Analysis of type II divergent sites in TMD1 also yields a number of insights. Unlike the conserved sites, the type II sites are mostly located within just two transmembrane helices, TMs 2 and 6 (Fig. 4 B and C). Unlike the conserved sites within TM2, which are mostly localized to the linker region, the type II sites in TM2 are spread throughout the helix, two are located within the linker region. Four of the 12 type II sites in TMD1, identified from analysis of vertebrate proteins, are located within TM6; these encompass residues that are known to be critical for CFTR channel function, including R334 (S349 in ABCC4) and R352 (L367) (Table S2). R334 is a critical basic residue generally thought to be involved in providing a net positive electrostatic potential at the outer mouth of CFTR, and would be involved in attraction of chloride to the channel pore (19, 20). In the model, this residue is located at the extracellular end of TM6 in such a position that it may play the aforementioned role. Toward the cytoplasmic end of the pore, R352 interacts functionally with D993, at least in the open channel state (13). In the current homology model, which is thought to represent the closed state of the channel, R352 points away from TM9, although R352 and D993 are predicted to be at similar positions within the plane of the membrane (Fig. 5). However, in the process of opening, it is likely that TM6 rotates, such that R352 may be brought in closer proximity to D993. This interaction may therefore be involved in stabilization of the pore structure during the open state and would promote ion conduction through the open channel. Such rotation of TM6 would also bring T338 and S341 closer to the pore axis; these residues are thought to make important contributions to open channel function (2123). Interestingly, analysis of divergence of CFTR from ABCC4 within only mammalian species increases the number of type II sites to 46, which are spread throughout TMD1 (Fig. 4C).
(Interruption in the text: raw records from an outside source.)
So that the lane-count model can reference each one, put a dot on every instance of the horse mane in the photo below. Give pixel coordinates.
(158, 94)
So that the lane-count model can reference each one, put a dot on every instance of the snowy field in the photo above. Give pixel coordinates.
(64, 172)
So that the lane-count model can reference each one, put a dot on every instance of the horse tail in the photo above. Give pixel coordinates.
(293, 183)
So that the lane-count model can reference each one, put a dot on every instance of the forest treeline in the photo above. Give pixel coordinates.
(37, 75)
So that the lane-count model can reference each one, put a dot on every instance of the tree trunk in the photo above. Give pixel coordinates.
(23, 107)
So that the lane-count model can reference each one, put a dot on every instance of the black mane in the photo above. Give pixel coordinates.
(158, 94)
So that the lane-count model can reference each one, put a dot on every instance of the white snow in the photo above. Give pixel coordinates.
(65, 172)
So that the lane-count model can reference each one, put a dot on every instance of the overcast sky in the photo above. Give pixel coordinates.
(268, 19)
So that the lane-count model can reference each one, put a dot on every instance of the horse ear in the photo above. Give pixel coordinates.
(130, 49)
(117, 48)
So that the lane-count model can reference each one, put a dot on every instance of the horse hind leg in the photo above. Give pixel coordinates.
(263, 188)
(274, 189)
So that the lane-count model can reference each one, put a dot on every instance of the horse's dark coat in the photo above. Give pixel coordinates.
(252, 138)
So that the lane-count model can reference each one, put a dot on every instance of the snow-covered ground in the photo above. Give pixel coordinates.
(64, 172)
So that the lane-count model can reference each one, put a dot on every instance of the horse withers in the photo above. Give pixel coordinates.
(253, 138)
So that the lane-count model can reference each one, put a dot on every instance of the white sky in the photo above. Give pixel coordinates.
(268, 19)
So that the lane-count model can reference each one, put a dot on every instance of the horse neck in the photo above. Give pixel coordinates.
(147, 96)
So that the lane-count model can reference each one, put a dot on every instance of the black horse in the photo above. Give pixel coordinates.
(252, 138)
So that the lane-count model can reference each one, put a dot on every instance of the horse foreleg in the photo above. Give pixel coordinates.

Additional sites within TM6, including T338 (V353 in ABCC4) and T339 (A354), have also been shown to be critical mediators of chloride conductance through CFTR. This analysis suggests that CFTR channel activity evolved, at least in part, because of the ability to lock the transport pathway into a channel-like conformation, open at both ends, via formation of the R352-D993 interaction; it then continued to evolve by selecting for residues that could optimize chloride channel function.

Fig. 5.

Fig. 5.

Structural environment of the R352-D993 salt bridge of CFTR shown in top-down (Upper) and side view (Lower). R352 (magenta) lies on the same plane as D993 (cyan), as can be seen in the blown up section contained within the red box, from which multiple helices were removed for clarity.

Discussion

In this study, we used comparative sequence, structure, and experimental analyses to identify sites of type II divergence between CFTR, an ion channel, and its closest relative, ABCC4, which functions as a transporter. It is precisely these type II sites, conserved within but divergent between these two groups, rather than the completely conserved sites, that we expect to be most relevant to ion channel specific function of CFTR. Type II sites and conserved sites are distributed throughout the protein (Movie S1 and Movie S2). Comparison of type II sites, identified by computational approaches, with specific experiments and structural features of CFTR further underscores their functional relevance; for example, mutation of R352, identified as a type II residue, led to destabilization of the open state critical to CFTR channel function. This approach may be useful in the design of experiments to identify the mechanisms by which CFTR, alone within the ABC superfamily, evolved to function as an ion channel.

Materials and Methods

CFTR Sequence Analysis.

The CFTR protein sequence (RefSeq accession NP 000483.3) was used as a query in BLASTP (24) searches against the GenBank database (25) to identify 47 human paralogous members of the ABC transporter superfamily, along with CFTR and ABCC4 orthologs from a variety of vertebrate species including primates, more distantly related mammals, amphibians, birds, and fish. Information on all sequences analyzed in this study can be found in Table S4. Sequences were aligned by using the T-COFFEE program (26) and phylogenetic analysis was conducted by using the program MEGA (27). Protein domain architectures for sequences were characterized by using the Simple Modular Architecture Research Tool (SMART) (http://smart.embl-heidelberg.de/) (28).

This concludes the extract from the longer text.